Tout le monde a pu le constater : cette pandémie a mis le monde sens dessus dessous et il ne sera plus jamais le même. L’enseignement ne fait pas exception. Dans les lignes ci-dessous, je me propose de raconter comment j’ai dû adapter mon enseignement à cette situation particulière. Expliquons d’abord brièvement le contexte dans lequel j’enseigne. Il s’agit d’un établissement primaire et secondaire dans les Alpes vaudoises et je me charge des élèves allophones, allant de la 7ème à la 11ème année, et qui suivent le CIF (Cours intensif de français). Ma mission est donc que ces élèves développent leurs compétences en langue française afin d’être intégrés au mieux.
Dès le 16 mars 2020, toutes les écoles vaudoises étaient fermées au moins jusqu’à fin avril. Dans ce contexte, il fallait réfléchir à la manière de mettre en pratique un enseignement à distance en partant de zéro. Rien n’était prévu pour une situation pareille, inédite. Tandis que pour des collègues enseignants proches de la retraite ce qui s’est passé avec le Covid-19 ne leur était jamais arrivé durant toute leur carrière, pour moi, cela restera un événement marquant ma première année dans l’enseignement.
Tout un tas d’outils et de ressources ont été développés et mis en valeur par les enseignants. En ce qui me concerne, j’ai utilisé : Padlet, une plateforme de partage très amicale, pour améliorer la présentation et l’organisation des activités mais également la remises des devoirs ; des livres-audio ; et Google forms, une plateforme pour créer des questionnaires en ligne, pour rendre plus efficientes mes corrections. La question des échanges de courriels avec les élèves mériterait un autre texte (à l’exception de certains cas, mes élèves ne connaissent que très peu les bases de ce canal de communication). De plus, l’apport du CRUMA (Centre de ressources de l’Unité migration accueil pour les enseignants d’accueil) a été très important car très actif dans le partage de séquences et de ressources spécifiquement conçues pour les élèves qui ne parlent pas le français. Or, toutes ces ressources n’avaient aucun sens s’il n’y avait pas une remise en question totale de ce que l’on faisait en classe, pour ensuite le transposer à la nouvelle réalité.

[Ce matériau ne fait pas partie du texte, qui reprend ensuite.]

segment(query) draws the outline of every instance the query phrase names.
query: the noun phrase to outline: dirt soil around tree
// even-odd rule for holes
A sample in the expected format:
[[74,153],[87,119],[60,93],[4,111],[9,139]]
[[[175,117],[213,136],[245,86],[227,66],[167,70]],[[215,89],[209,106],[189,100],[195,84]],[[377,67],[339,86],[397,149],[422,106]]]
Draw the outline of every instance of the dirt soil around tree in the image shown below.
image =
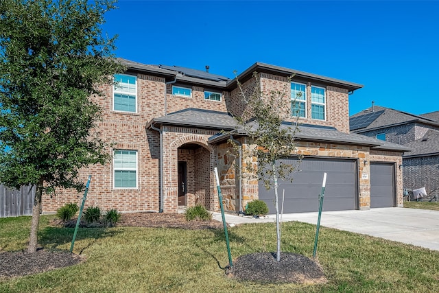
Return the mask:
[[[75,220],[74,221],[75,223]],[[59,221],[53,224],[59,226]],[[67,224],[67,226],[70,226]],[[176,228],[181,229],[222,229],[221,222],[190,221],[183,214],[135,213],[123,214],[117,226]],[[34,274],[80,263],[85,259],[68,252],[45,251],[36,253],[5,252],[0,253],[0,281]],[[326,281],[323,272],[313,260],[303,255],[282,253],[281,261],[276,255],[260,253],[243,255],[227,268],[228,277],[258,283],[318,283]]]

Quel était le principal défi pour les enseignants d’accueil pendant la période de confinement ? Il s’agissait avant tout d’adapter l’enseignement à la nouvelle réalité de chaque élève ; à mon avis, cela revenait à considérer la fonction instructive de l’école comme devant être temporairement subordonnée à sa fonction sociale. En effet, étant donné que l’enseignement en présentiel n’avait pas lieu, il s’agissait d’assurer l’enseignement tout en considérant la situation spécifique de chaque élève dans son nouveau contexte de travail : le foyer. Pour le cas particulier des élèves allophones, vu que dans la plupart d’entre eux parlent une autre langue que le français à la maison, il était essentiel de maintenir un lien avec le français. Pour ce faire, il fallait créer des dispositifs porteurs de sens, qui soient attirants dans ce nouveau contexte.
De ma perspective pédagogique, il s’agissait donc de pousser les élèves et leur famille à accueillir l’école à la maison. Des activités comme la préparation d’une recette de cuisine, la présentation de leur appartement, le récit d’une histoire ayant lieu pendant le confinement ou tout simplement la tenue d’un journal de bord faisaient sens. Cependant, ces dispositifs pédagogiques ont bien évidemment des limites. Il est clair que le contexte de la pandémie n’a fait que creuser les inégalités entre les élèves, notamment pour les élèves allophones. L’enseignement en présentiel a des qualités qui ne peuvent être remplacées par les outils informatiques, quel qu’en soit le genre. Les élèves, tout particulièrement les élèves allophones, ont besoin d’échanges entre eux, de communications non-verbales et du partage d’un même espace de référence, celui de la salle de classe.
Rien ne sera plus comme avant et le principal constat que l’on peut tirer de cette expérience d’enseignement à distance pendant la période du semi-confinement est que l’espace de la salle de classe est véritablement irremplaçable.